It's horrible to work so long in a college and get so attached to the students, alumni, and professors and then have to go. And all this has occurred to us because we preferred the welfare of the college to personal gain. Now, of course, we are standing out for academic freedom and against autocratic government. I fully expect the president and trustees to stand pat, the students to fall off by hundreds, and the faculty to disintegrate. Already the alumni are urging students away from C.C., and you know what a force the alumni are either to build up or destroy.
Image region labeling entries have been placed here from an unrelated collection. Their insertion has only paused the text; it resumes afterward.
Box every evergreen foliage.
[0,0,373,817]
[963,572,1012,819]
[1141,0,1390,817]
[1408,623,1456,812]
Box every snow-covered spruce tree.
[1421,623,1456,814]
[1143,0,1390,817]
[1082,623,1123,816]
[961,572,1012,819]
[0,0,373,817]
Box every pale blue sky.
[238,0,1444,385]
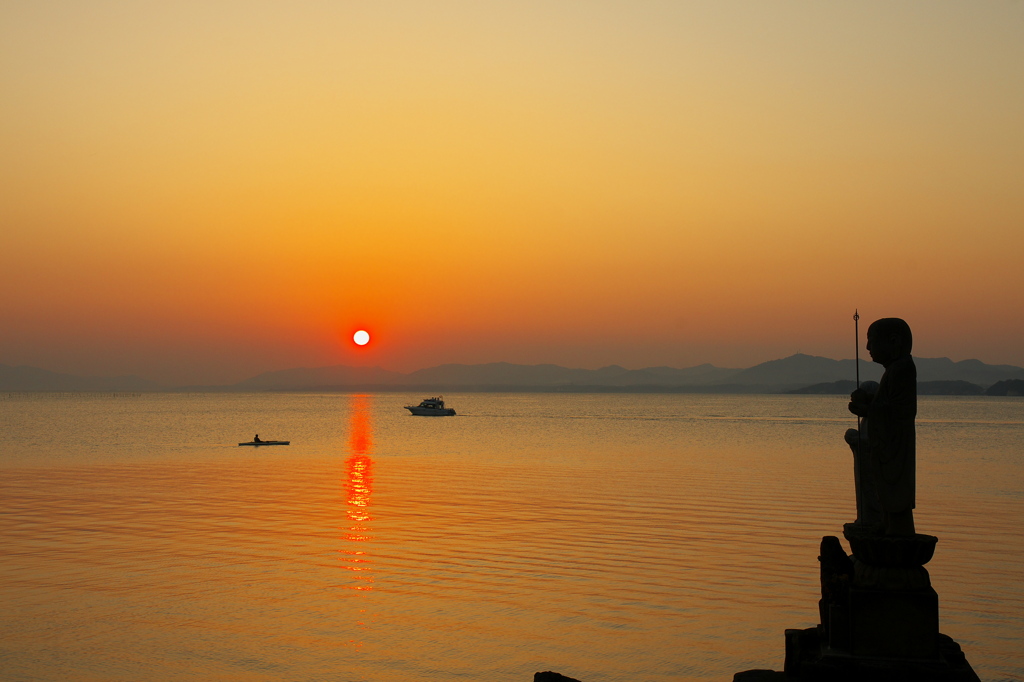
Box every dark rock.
[843,523,939,567]
[534,670,580,682]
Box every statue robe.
[867,355,918,514]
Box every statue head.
[867,317,913,367]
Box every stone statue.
[846,381,883,532]
[848,317,918,536]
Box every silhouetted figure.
[846,381,884,531]
[850,317,918,536]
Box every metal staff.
[853,308,860,436]
[853,308,860,388]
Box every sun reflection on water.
[340,395,374,591]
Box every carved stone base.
[849,588,939,659]
[734,524,979,682]
[784,628,980,682]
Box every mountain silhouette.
[0,365,164,392]
[0,353,1024,393]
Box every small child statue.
[849,317,918,536]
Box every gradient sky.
[0,0,1024,383]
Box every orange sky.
[0,0,1024,383]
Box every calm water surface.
[0,393,1024,682]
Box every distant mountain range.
[0,365,164,392]
[0,353,1024,394]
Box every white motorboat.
[406,395,455,417]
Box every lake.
[0,393,1024,682]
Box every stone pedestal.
[734,523,979,682]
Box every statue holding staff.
[847,317,918,536]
In August, 1916, Parsons asked the trustees if they would like to see a report upon the administration of institutions like our own. Several of the trustees signified that they would be much interested and would like to see such a report. Within a short time we began the preparation of the report, a part of which has been published, the other part to be completed shortly and published if we can get it past the president. We soon guessed that the preparation of the report displeased Slocum and that he was arousing the trustees' anger against us because we should take it upon ourselves to collect statistics upon such a matter. No definite opposition was shown, however. The five thousand dollar treasurer scowled when the manuscript was placed in his hands, for only he could order its printing. Articles in the local papers stated that the faculty was preparing a report upon college administration and that the trustees were investigating the same matter. As tho ours was of doubtful worth and they were going to take time to check us up! We know, of course, that they did nothing of the sort. It may be said, however, that our report was only a contributing cause of the drastic action of the trustees.
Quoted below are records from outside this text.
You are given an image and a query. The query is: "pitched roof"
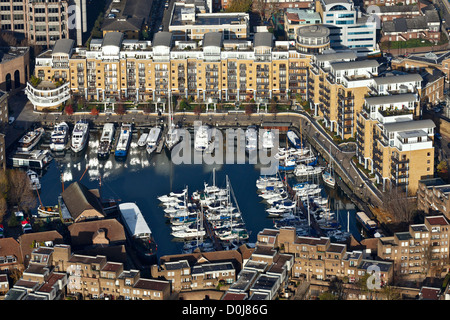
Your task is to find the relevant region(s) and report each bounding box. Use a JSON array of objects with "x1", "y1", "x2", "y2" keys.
[
  {"x1": 18, "y1": 230, "x2": 64, "y2": 260},
  {"x1": 61, "y1": 181, "x2": 103, "y2": 219},
  {"x1": 365, "y1": 93, "x2": 417, "y2": 106},
  {"x1": 0, "y1": 238, "x2": 22, "y2": 263},
  {"x1": 253, "y1": 32, "x2": 273, "y2": 47}
]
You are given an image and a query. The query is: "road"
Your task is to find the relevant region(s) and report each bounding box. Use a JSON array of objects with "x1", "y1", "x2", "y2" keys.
[
  {"x1": 7, "y1": 97, "x2": 382, "y2": 210},
  {"x1": 433, "y1": 0, "x2": 450, "y2": 29}
]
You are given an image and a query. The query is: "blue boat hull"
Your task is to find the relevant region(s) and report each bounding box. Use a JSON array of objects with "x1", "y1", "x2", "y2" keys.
[{"x1": 114, "y1": 150, "x2": 127, "y2": 157}]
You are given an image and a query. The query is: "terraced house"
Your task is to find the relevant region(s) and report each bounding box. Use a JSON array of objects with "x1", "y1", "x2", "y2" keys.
[
  {"x1": 377, "y1": 216, "x2": 450, "y2": 278},
  {"x1": 27, "y1": 32, "x2": 309, "y2": 109},
  {"x1": 257, "y1": 228, "x2": 394, "y2": 285}
]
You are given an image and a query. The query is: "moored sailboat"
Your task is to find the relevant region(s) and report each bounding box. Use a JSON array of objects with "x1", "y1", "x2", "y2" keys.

Well, I have written at too great length and in a wandering manner. Pardon me. I guess that many of us are having our heads turned. I should surely think that we were no longer able to weigh evidence wisely did I not almost daily see others, business men and others who are or should be by training quite different from us in their viewpoint, align themselves with us and hear them express themselves more strongly than we about the trustees, who are deliberately shattering the institution whose welfare is in their keeping simply out of personal malice and for vengeance.
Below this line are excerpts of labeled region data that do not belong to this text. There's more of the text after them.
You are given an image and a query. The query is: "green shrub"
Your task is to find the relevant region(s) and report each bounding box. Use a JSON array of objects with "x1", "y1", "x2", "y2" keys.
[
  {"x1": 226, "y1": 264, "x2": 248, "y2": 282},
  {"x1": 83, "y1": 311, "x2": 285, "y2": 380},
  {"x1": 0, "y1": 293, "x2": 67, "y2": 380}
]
Poor Armstrong has added many years to his age during this last year. He is gray and partly bald, and his face shows the effects of the worry. For he has thought much and cared a lot during this last year.
I long to get away to a place where I can teach without being constantly stirred by rumors and acts which should be quite strange to education. Soon I shall be advertized by teacher's agencies, and shall be repeating the job seeking of my youth. Some of us talk of giving up teaching and engaging in fruit growing or something of the kind. There ignorant rich men can't wield power over us as they do here. At any rate, we look forward sadly to the scattering. For a vindication by the Association of University Professors carries no weight with our trustees, and we men will not remain in their power.
The war has affected institutions very unexpectedly and not all in like manner. I hope that Grinnell has not suffered. Harvard, I understand, you and I would not recognize. It is truly a war college. But I should like to see it. Indeed I wish I were younger and independent. I should like to be with our boys in France or learning to fly!
We spent part of the summer in California, visiting in many places, among them in Berkeley. Really we were disappointed in the University. Probably we had heard too much about its beauty and attractions. Perhaps a man from a little college is overwhelmed by a great university. At any rate I prefer the smaller school.
When we next blow up I shall let you know. Blow ups or blow outs are the only events of interest in Colorado College nowadays.
Mrs. Albright and Preston wish to be remembered to you.